Because (presumably most of) the COM support this scheme, whereas the public are very nearly all against it (our recent 24 hour snap survey of 300 people using the car park showed 95% are against) there is nowhere for those opposed to the 2008 Masterplan changes to make their case. We watch these Reviews carefully nonetheless. They are not cheap especially with the ingrained and expensive policy of bringing in consultants from the UK, often unnecessarily in our view. The last consultant we met in Scrutiny would not look at some glossy photos (of pollution happening at the incinerator construction at La Collette) we brought along specifically to show him.
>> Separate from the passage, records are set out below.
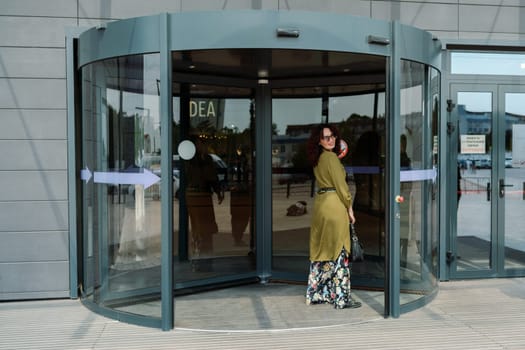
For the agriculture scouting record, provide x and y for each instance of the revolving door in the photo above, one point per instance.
(193, 171)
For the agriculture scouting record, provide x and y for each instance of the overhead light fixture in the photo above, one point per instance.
(262, 73)
(288, 33)
(374, 39)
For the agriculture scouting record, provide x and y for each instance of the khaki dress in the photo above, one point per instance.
(329, 232)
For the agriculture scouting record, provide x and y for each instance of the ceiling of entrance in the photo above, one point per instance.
(280, 67)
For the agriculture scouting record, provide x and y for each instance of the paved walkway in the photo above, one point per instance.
(476, 314)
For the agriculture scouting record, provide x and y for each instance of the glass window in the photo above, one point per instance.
(487, 63)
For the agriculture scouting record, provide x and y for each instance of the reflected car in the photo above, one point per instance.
(220, 165)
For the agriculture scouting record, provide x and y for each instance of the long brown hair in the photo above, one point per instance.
(314, 149)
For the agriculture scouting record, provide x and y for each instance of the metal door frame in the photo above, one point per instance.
(498, 86)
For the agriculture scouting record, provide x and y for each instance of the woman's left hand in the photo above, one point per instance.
(351, 215)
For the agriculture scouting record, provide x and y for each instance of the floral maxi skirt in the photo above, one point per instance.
(329, 281)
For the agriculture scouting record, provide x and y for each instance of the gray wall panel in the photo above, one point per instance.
(25, 124)
(33, 216)
(428, 16)
(33, 155)
(33, 93)
(34, 277)
(34, 31)
(33, 186)
(356, 8)
(55, 8)
(118, 9)
(493, 2)
(33, 246)
(24, 62)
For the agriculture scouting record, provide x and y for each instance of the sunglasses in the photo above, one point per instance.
(328, 137)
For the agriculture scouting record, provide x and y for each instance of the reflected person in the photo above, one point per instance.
(240, 197)
(202, 183)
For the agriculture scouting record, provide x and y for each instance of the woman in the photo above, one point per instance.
(329, 278)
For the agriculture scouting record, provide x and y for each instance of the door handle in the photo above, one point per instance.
(502, 186)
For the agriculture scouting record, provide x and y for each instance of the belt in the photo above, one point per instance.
(325, 189)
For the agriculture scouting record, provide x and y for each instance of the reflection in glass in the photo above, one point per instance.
(121, 197)
(475, 163)
(292, 181)
(514, 180)
(213, 207)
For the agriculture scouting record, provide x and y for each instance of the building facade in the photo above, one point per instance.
(46, 158)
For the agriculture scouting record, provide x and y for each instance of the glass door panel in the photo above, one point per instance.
(292, 182)
(121, 181)
(474, 160)
(214, 234)
(512, 189)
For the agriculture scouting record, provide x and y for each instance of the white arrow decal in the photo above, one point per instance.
(146, 178)
(85, 174)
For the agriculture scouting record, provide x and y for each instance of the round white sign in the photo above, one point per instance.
(186, 149)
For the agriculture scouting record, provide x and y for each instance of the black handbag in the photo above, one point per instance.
(357, 252)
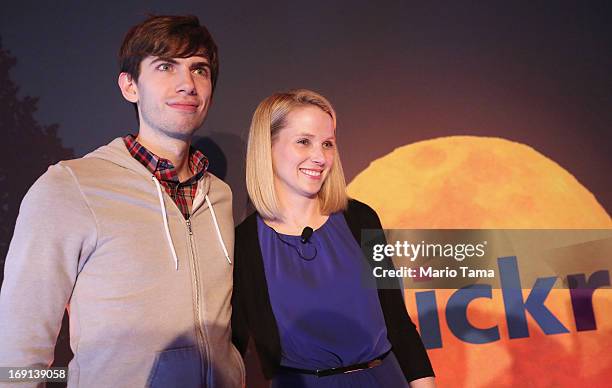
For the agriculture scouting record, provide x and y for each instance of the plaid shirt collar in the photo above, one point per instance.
(163, 169)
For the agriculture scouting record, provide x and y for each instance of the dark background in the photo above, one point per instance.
(397, 72)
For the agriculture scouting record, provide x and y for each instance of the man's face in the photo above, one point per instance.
(173, 95)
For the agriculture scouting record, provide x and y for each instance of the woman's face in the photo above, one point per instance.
(303, 152)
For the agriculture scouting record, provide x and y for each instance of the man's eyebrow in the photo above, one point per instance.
(199, 64)
(163, 59)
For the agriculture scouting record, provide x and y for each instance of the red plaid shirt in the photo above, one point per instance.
(182, 193)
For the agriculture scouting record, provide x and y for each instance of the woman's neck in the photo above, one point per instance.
(297, 214)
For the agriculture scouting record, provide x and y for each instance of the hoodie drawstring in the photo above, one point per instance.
(212, 212)
(167, 229)
(165, 217)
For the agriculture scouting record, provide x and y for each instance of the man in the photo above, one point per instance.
(135, 238)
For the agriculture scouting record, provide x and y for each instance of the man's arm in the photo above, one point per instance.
(55, 230)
We wondered why until being informed later that he now worked for TTS. SOS Jersey operate with no financial budget or admin support at all and our advisers give their time freely because they, as we do, love our island and are deeply concerned. We are able to find qualified consultants in all fields who gladly give their time for no financial reward.
Looking to you for a solution:
So in a nutshell, the question really from us to your panel is this: How are you going to elevate the concerns outlined and protect our environment if the experiences that we describe and that we are today still experiences allowed to continue? We know from our surveys, social media and website that the public are sceptical, very unhappy with the protection that the environment has from Government and think that far to much money is wasted. They are loathed to write to their elected representatives (as we suggest they do) to or the Departments. (In the instance of the tree felling at the Esplanade car park, we wrote on behalf of the many people who contacted us, to you Mr. Chairman, in an email dated 9th February 2015.) The public usually say "Whats the point" and "We tried before but its no good". This lack of faith in Government actually helps those in Government who wish to continue to carry out these projects with little scrutiny. This has perpetuated and is the reason our Waterfront is a mess and our Town has been degraded.
Restoring public faith in Government:
The one spark of hope was that the public united against the Port Galots scheme and as a result it will be re-thought. People power in Jersey is a rare thing for reasons stated. It was interesting to note that following the cancellation of that ill thought through scheme, over 300 individual objections have now been sent to Planning to object to the next Building in the JDC scheme (Building 5). The public may be regaining some faith in the system? If Building 5 is passed then they will stop believing that it is worth writing to voice their views on current Planning applications, writing to their elected States Members, or ultimately, to voting at election time.
We attach the report : What Really Happened at EfW, and a comment on the Strategic Report by Michael du Pré, Chairman, SOS Jersey.